Kur'an-ı Kerim ve Türkçe Meali Sayfa 512
10. Ey Muhammed! Hudeybiye'de, son nefeslerine kadar çarpışmak üzere sana bağlılık sözü verenler, gerçekte Allah ile sözleşmiş oluyorlardı. Nitekim onlar söz vermek için elini tutup sana biat ederlerken, Rabb'iniz müminlerle birlikteydi ve Allah'ın eli, onların elleri üzerindeydi. Şu hâlde, her kim sözünü bozacak olursa, yalnızca kendi zararına bozmuş olur. Kim de Allah'a verdiği söze bağlılık gösterirse, Allah ona eşi benzeri olmayan muhteşem bir ödül verecektir.
11. Tehlikeli Mekke yolculuğuna çıkmamak için çeşitli bahaneler ileri sürerek köylerinde kalan göçebe kabileler, Medine'ye döndüğünüz zaman sana özür beyan ederek diyecekler ki: "Bu sefere katılamadığımız için çok üzgünüz!
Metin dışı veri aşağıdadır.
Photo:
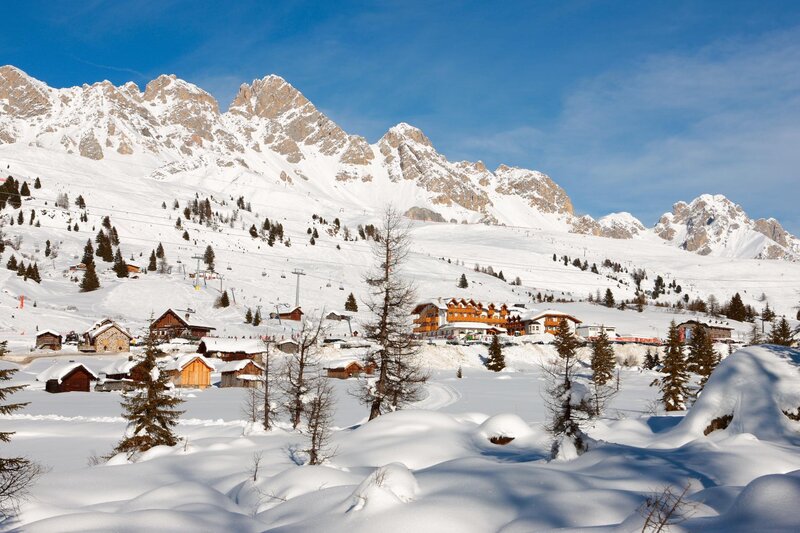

Fakat ne yapalım, ilgilenmek zorunda olduğumuz mallarımız ve ailelerimiz bizi bu yolculuktan alıkoydu. İnan çok pişmanız, lütfen bizim kusurumuz için Rabb'inden bağışlanma dile!" Sakın bu münafıkların sözlerine inanma. Çünkü onlar, kalplerinde olmayan şeyi söylüyorlar. Onlara de ki: "Neden Allah'ın vaadine güvenmediniz? Söyler misiniz, eğer Allah size bir zarar veya fayda vermek istese, Allah'ın bu dileğine kim engel olabilir? Yalan söyleyerek beni kandırsanız bile, cezadan kurtulacağınızı mı sanıyorsunuz? Hayır, Allah tüm yaptıklarınızdan haberdardır."
12. "Aslında siz ey münafıklar, Elçinin ve diğer müminlerin göz göre göre ölüme gittiklerini ve bir daha asla evlerine dönmeyeceklerini sanıyordunuz. Üstelik bu ihtimal pek de hoşunuza gitmişti. Böylece Allah hakkında çirkin düşüncelere kapıldınız ve sonunda, toplumsal ve kültürel bakımdan yok oluşu hak eden bir toplum hâline geldiniz."
13. Her kim Allah'a ve Elçisine inanmayı reddederse, şunu iyi bilsin ki, Biz inkârcılar için alevli bir ateş hazırlamışızdır. Öyleyse, inkârcılıktan vazgeçip Rabb'inize yönelin. Unutmayın ki:
14. Göklerin ve yerin egemenliği yalnızca Allah'a aittir. O dilediğini bağışlar, dilediğini cezalandırır. Affa lâyık olanları bağışlar, cezayı hak edenleri de cezalandırır. Öyleyse, güzel davranışlar göstererek O'nun lütuf ve merhametine lâyık kullar olmaya çalışın. Hiç kuşkusuz Allah çok bağışlayıcı, çok merhametlidir.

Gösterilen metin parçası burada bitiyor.